With oil prices hitting all-times highs, air travellers may soon face higher prices thanks to climbing fuel surcharges. - photo courtesy of Calm Air |
At a range of $48 to $52 per barrel it will be "status quo," said Mike Olsen, director of sales for First Air.
"If it goes much higher, we'll have to re-evaluate," he said, adding fuel costs are 30 per cent of the company's overall operations.
"That is very scary for everybody," he said.
"It may go up."
Currently the Inuit-owned airline's surcharges depend on the route.
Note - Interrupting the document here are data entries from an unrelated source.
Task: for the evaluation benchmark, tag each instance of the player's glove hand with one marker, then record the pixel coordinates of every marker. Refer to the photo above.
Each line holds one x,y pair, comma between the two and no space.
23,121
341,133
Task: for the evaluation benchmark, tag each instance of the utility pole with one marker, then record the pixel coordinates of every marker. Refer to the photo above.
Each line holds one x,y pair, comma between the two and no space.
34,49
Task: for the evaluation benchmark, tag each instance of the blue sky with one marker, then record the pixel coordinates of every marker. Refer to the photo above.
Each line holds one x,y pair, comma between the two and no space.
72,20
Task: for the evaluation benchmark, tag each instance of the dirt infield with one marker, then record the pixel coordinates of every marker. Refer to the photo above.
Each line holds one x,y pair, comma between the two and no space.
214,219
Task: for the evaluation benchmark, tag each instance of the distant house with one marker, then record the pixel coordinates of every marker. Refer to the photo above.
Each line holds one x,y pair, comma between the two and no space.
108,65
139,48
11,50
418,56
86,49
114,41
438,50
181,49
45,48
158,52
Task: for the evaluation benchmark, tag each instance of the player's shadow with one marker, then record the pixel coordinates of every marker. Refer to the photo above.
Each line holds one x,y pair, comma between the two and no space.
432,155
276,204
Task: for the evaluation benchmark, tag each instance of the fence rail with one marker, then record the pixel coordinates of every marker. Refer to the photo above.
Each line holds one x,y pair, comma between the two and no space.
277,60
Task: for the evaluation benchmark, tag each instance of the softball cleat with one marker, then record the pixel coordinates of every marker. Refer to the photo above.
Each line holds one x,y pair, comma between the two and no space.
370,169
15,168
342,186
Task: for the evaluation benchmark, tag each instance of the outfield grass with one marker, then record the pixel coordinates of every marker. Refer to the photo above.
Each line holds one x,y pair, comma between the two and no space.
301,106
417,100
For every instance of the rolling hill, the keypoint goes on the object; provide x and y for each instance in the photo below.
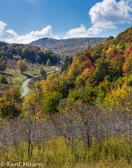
(67, 46)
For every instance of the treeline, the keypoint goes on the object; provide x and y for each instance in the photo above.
(67, 46)
(30, 53)
(87, 109)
One-way fares from Resolute to Ottawa include a $45 fuel levy.
Comparably shorter routes, such as Iqaluit to Rankin Inlet or Cambridge Bay to Yellowknife, are at $30 per direction - in line with the current average First Air fuel surcharge.
"With Northern carriers, fuel is even a higher component of cost," said Olsen.
First Air certainly isn't the only airline facing higher fuel prices.
At Calm Air - which services Arviat, Baker Lake, Chesterfield Inlet, Coral Harbour, Rankin Inlet, Repulse Bay and Whale Cove - Bob Backhouse, vice-president of operations, said the travelling public will end up bearing the cost.
"That's the only way (airlines) can continually have economic viability," he said.
Calm Air's rates were not available at press time, but Backhouse said not all companies charge the same rate.
"It depends on how much fuel goes out the tail pipe," he said. "One company might not use the same amount of fuel as another."
The fuel price increases are not expected to have a similar affect on sealift charges, said George Tousijnant, vice-president of operations for Nunavut Eastern Arctic Shipping.
Costs for the 2005 sealift are fixed, based on a contract signed with the Government of Nunavut.
"Moving cargo by ship will always be more economical," he said.
"It's still a very efficient way of moving cargo between two places compared to trucks and trains - the worst is airlines, of course."
Last year the territory burned through a total of 165 million litres of fuel meeting its heating, electricity and transportation needs.
Of that, 39 million litres was used generating power, with 13 million litres of that powering Iqaluit alone.
Higher oil prices may send the cost of living in the same direction, however, it's still a question of when the jump will be felt by Nunavummiut.
Time will tell
"We don't know yet what the cost will be for purchasing in the spring and summer," said Tom Rich, deputy minister with Nunavut Community and Government and Services - which includes Nunavut's Petroleum Products Division.
"The prices are partly being driven by large demand in China and low refinery capacity in the U.S."
Because his department's contracts are current for the next year, Rich doesn't see a large impact on goods being shipped to Nunavut over the next 12 months.
"Beyond that we have to see what happens with contracts and the price on the world market," he said.